Le choix de Sophie
William Styron

Folio, 2007.
A Brooklyn, en 1947, Stingo, jeune écrivain venu du Sud, rencontre Sophie, jeune catholique polonaise rescapée des camps de la mort. A la relation de la rencontre du jeune homme avec l'amour, se superposent la narration du martyre de Sophie, l'évocation de l'univers concentrationnaire et de l'holocauste nazi. Les deux veines, autobiographique et historique, irriguent en profondeur ce roman et fusionnent en une émouvante parabole sur l'omniprésence du Mal, symbolisé par l'horreur nazie, mais aussi par l'esclavage et le racisme brutal ou larvé de la société américaine, l'intolérance à tous les degrés, la férocité de la lutte de l'homme pour la vie ou la survie la plus élémentaire.
Ce roman me rend extrêmement perplexe. J'ai vécu, à la fois, des moments de grande littérature, mais il y a aussi beaucoup trop de détails qui m'ont dérangée pour classer ce livre parmi les très bons.
Ce roman est une complexité incroyable. Durant toute sa lecture, je regrettais de ne pas avoir fait des études de psychologie pour pouvoir comprendre les trois personnages principaux de ce livre. Réactions étranges, névroses, peurs enfouis. Un vrai travail qu'a réalisé William Styron pour comprendre l'inconscient humain.
Le choix de Sophie, c'est tout d'abord la Shoah et plus largement, toute forme de racisme. Personnage à part entière, la haine et la violence jalonnent tout le texte. Le récit de Sophie sur sa survie durant la guerre et Auschwitz arrive par bribes. On apprend de nouveaux élèments au fil du récit, jusqu'à la dernière révélation, le fameux "choix de Sophie", atroce, invivable. Cette Shoah si dévastatrice. Sophie en est revenue vivante et pourtant, elle n'est qu'un spectre. On ne renaît jamais après Auschwitz.
Le choix de Sophie, c'est aussi l'amitié. Une très belle histoire que ce triangle amoureux. Tous trois sont prêts à tout pour sauver l'un d'eux. Bien que tous les personnages se battent avec leur propre démon, ils s'épaulent, se soutiennent.
Le choix de Sophie, c'est le sexe. Extrêmement présent durant le roman. Grand point négatif pour ma part. Un peu de sexe ne m'a jamais dérangée, mais là c'est trop. Mots crus perpétuels, fantasmes et actes sexuelles décrits avec détails, ... Il y en a trop, jusqu'à écoeurement. Le sexe est vu comme une chose violente, parfois même une punition pour Sophie, celle qui n'aurait pas du survivre.

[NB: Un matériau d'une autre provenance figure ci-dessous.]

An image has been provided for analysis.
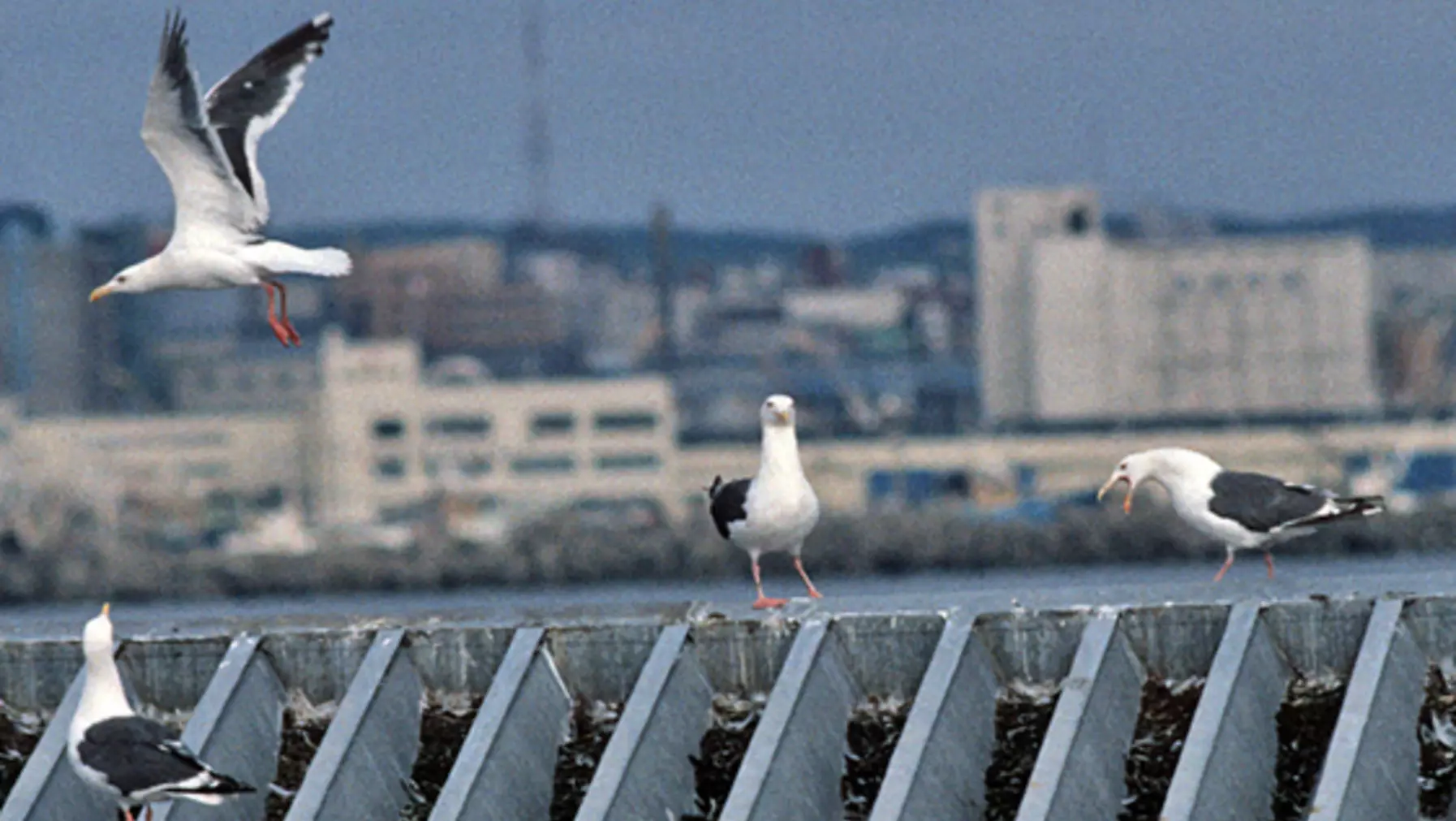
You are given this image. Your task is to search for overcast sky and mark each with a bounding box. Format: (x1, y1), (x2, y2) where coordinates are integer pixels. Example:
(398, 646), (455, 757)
(0, 0), (1456, 235)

Le choix de Sophie, c'est aussi l'écriture et la lecture. Le jeune Stingo est écrivain. Quête de l'inspiration, quête de soi-même. On nous entraîne dans l'écriture de Stingo d'une façon géniallissime. J'ai beaucoup aimé cet aspect. Et puis, les livres! Grand point dans ce roman! Influence des romans, passion des romans ... Un hymne à la littérature.
Et enfin, je dirai que Le choix de Sophie, c'est la musique. La musique qui soulage, qui guérit, qui apaise. Celle part qui Sophie et Nathan vont s'aimer et se déchirer ...
Quel roman complexe et dur à lire! J'ai été submergée par des images et des scènes splendides, mais cette overdose de sexe dans le roman m'a presque empêchée d'apprécier certaines scènes. C'est vraiment le gros point que je lui reproche. Après ce livre vaut effectivement le coup. Une belle histoire d'amour à la fin majestueuse, un hymne à la vie, à la littérature et à la musique. Le personnage de Sophie est inoubliable. William Styron rend les personnages si humains qu'on les voit évoluer autour de nous.
Un roman qui a énormément de qualités, mais il faut avoir le coeur très très accroché ...
" Durant ces mêmes années, elle avait été privée de livres, en fait de presque toute forme de lecture, et elle se mit à lire avec avidité, s'abonnant à un journal polono-américain et fréquentant une librairie polonaise située à deux pas de Fulton Street et qui disposait d'une importante bibliothèque de prêt. Par goût, elle s'intéressait surtout aux traductions d'auteurs américains, et le premier livre qu'elle lut jusqu'au bout, elle s'en souvenait, fut Manhattan Transfer, de Dos Passos. Suivirent alors L'adieu aux armes, Une tragédie américaine et Au fil du fleuve, de Wolfe, ce dernier en traduction polonaise, une traduction si minable que, se résignant à rompre le voeu qu'elle s'était fait, au camp de concentration, de renoncer pour le restant de ses jours à tout ce qui était écrit en allemand, elle lut une traduction allemande qu'elle se procura dans une annexe de la bibliothèque publique."